Improved MsgPack Serializer Demo
Now, let’s run demos for the new serialization methods, for this uncomeent line 69 in Program.cs. The memory usage charts look fine now for both the plain MsgPack serializer and the versions with compression:
I hope you can identify the points where serialization and deserialization start on the charts this time (hint: check the CPU utilization). As we can see, memory consumption during serialization has dramatically improved for both the plain MsgPack serializer and the versions with compression. We no longer observe the significant spikes seen previously.
Serialization Benchmark with improved MsgPack
Also let’s run benchmark with improved MsgPack serializer, see this file:
As we can see, this is quite an improvement for MsgPack. We have significantly enhanced the memory usage of MsgPack serialization without and even improved its latency now it is almost 30% faster than Protobuf-net.
Deserialization Benchmark
Lets also run deserialization benchmark, see this file. You can enable it by uncommenting appropriate line in Program.cs file.
We can see that both serializers deal well with this task with more or less similar latency, however what is interesting is that our improved MsgPack serializer even beats Protobuf-Net in both memory allocation and latency.
Conclusion
If this were a real decision-making process and I were free to choose between MsgPack and Protobuf, I would definitely choose Protobuf-net. It meets my non-functional requirements well and is ready to use with minimal tweaking right out of the box. While MsgPack_CSharp can also be used, it delivers slightly worse results and requires proper tweaking, as we saw in our example.
Another point to consider is that we are very close to not meeting the constraints set in the non-functional requirements section.

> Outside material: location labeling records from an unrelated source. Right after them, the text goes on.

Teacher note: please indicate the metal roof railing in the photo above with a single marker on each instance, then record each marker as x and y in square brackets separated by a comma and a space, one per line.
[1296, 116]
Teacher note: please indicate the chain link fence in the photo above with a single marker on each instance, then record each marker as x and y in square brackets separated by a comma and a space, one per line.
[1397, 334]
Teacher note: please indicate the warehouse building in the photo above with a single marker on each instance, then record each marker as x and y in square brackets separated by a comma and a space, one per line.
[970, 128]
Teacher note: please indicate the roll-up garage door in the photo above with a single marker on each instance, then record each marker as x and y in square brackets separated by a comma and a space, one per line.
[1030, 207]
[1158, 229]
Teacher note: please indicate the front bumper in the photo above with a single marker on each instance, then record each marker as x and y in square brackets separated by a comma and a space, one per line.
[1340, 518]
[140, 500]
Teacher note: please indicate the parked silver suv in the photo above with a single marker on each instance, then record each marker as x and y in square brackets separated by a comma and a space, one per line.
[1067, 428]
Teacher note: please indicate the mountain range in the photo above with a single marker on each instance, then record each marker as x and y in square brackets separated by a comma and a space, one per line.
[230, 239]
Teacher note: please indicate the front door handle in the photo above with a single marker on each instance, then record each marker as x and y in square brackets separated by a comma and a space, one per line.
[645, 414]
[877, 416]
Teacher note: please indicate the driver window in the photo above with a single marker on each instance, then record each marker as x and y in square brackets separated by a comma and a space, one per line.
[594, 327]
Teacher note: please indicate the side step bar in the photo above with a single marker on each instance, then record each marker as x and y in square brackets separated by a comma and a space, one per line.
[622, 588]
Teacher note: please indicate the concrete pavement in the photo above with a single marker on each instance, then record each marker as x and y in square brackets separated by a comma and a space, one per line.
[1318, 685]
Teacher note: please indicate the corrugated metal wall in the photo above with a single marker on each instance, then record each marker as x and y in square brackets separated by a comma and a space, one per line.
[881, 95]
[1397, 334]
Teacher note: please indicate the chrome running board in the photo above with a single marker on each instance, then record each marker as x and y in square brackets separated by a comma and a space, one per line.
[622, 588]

Our CPU utilization during serialization/deserialization is around 10% on average, and the deserialization latency is nearly 5 seconds. If I had more time for this investigation, I would also examine FlatBuffers and ZeroFormatters. They promise exceptionally fast deserialization efficiency, which could potentially address our latency concerns. Perhaps I will test them in one of my future posts.
Regarding MsgPack, I have used it extensively in successful real-world software. It has proven to be effective, and I am confident I will use it in the future. My use cases simply indicate that, for my particular scenario, there are better alternatives. Without testing, I might have assumed MsgPack was the best and most efficient serialization library, especially after observing the well-known performance charts in the MsgPack README. While it excels in certain scenarios, there are better alternatives in others.
The main takeaway from this article is the importance of performing close-to-real-world scenario testing of libraries and tools before including them in your codebase. It is easy to choose a technology based on promotional articles highlighting all its benefits. However we all know that silver bullet is a myth and switching one technology to another after realizing it is not optimal for your specific case is challenging. I understand we are often constrained by deadlines, but the outcome of such investigation and prototyping can be invaluable. Whenever possible, it is better to conduct thorough testing. The more such tests you perform, the more proficient you will become in understanding use cases, enabling you to make more informed decisions with better awareness in the future.